Provide facilities to allow for delegation of access rights from requestors to services, as well as to allow for delegation policies to be specified.

Firewall Traversal

Provide mechanisms for cleanly traversing firewalls without compromising local control of firewall policy.

Identity Mapping Service

Provides the capability of transforming an identity which exists in one identity domain into a identity within another identity domain

Information Integrity Service

Ensures that unauthorized changes made to messages or documents may be detected by the recipient.

Policy Service

The Security Domain’s policy service is concerned with the management of policies.

Privacy Service

The privacy service is primarily concerned with the policy driven classification of personally identifiable information.

Profile Service

The profile service is concerned with managing service requestor’s preferences and data which my not be directly consumed by the authorization service.

User and Group management

This is to define, assign, organize, control and maintain mapping for user and group identifiers within the enterprises.

Security Assurance Management

Satisfies the need for manageability of security functionality within IntelliGrid Architecture security model.

Security Management Infrastructure

A Security Domain’s infrastructure and personnel that is used to implement Security Management.

Security Protocol Mapping

Security protocol mapping services, enabling distributed security protocols to be transparently mapped onto native platform security services for participation by platform resource managers not implemented to support the distributed security authentication and access control mechanism.

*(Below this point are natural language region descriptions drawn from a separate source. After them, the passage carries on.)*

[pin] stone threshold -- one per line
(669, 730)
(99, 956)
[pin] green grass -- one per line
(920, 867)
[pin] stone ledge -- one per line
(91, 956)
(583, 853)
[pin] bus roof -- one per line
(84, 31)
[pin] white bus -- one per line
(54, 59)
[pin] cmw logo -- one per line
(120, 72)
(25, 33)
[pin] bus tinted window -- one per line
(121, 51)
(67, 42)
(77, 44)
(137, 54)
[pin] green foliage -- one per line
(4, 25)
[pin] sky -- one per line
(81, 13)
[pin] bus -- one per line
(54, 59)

Setting & verifying user authorization

This service is for assigning and validating authority given to a user or a group of users in accessing/utilizing specific enterprise resources. 

Single Sign on Service

Relieve an entity having successfully completed the act of authentication once from the need to participate in re-authentications upon subsequent accesses to OGSA-managed resources for some reasonable period of time. This must take into account that a request may span security domains and hence should factor in federation between identity domains and mapping of identities. This requirement is important from two perspectives: a) It places a secondary requirement on an OGSA-compliant implementation to be able to delegate an entity’s rights, subject to policy (e.g., lifespan of credentials, restrictions placed by the entity) b) If the credential material is delegated to intermediaries, it may be augmented to indicate the identity of the intermediaries, subject to policy.

Security against Denial-of-Service

This service is for assisting in preventing a denial of service.

Inter-Domain Security

This service represents the capability to provide additional security services, as needed, in order to facilitate inter-domain information exchanges.  

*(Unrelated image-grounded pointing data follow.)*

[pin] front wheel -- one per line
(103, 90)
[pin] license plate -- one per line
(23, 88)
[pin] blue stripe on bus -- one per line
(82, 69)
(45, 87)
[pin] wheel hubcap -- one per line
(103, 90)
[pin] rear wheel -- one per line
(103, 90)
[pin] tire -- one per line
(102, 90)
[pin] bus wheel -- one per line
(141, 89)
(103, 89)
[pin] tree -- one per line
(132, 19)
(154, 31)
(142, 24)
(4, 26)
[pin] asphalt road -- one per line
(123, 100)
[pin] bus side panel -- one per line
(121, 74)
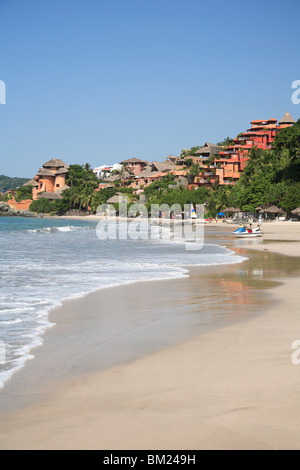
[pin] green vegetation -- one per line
(6, 182)
(270, 177)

Trust Establishment Service

This service represents the ability of one resource to determine if its peer can be trusted.

Non-repudiation

This service represents the ability of a security domain to provide proof that a given exchange action has occurred. 

Quality of Identity Service

This service allows an entity to determine the trust level associate with the identity being conveyed.

Security Service Availability Discovery Service

A Security Domain must provide a mechanism for an entity to discover what other security services are available for its use.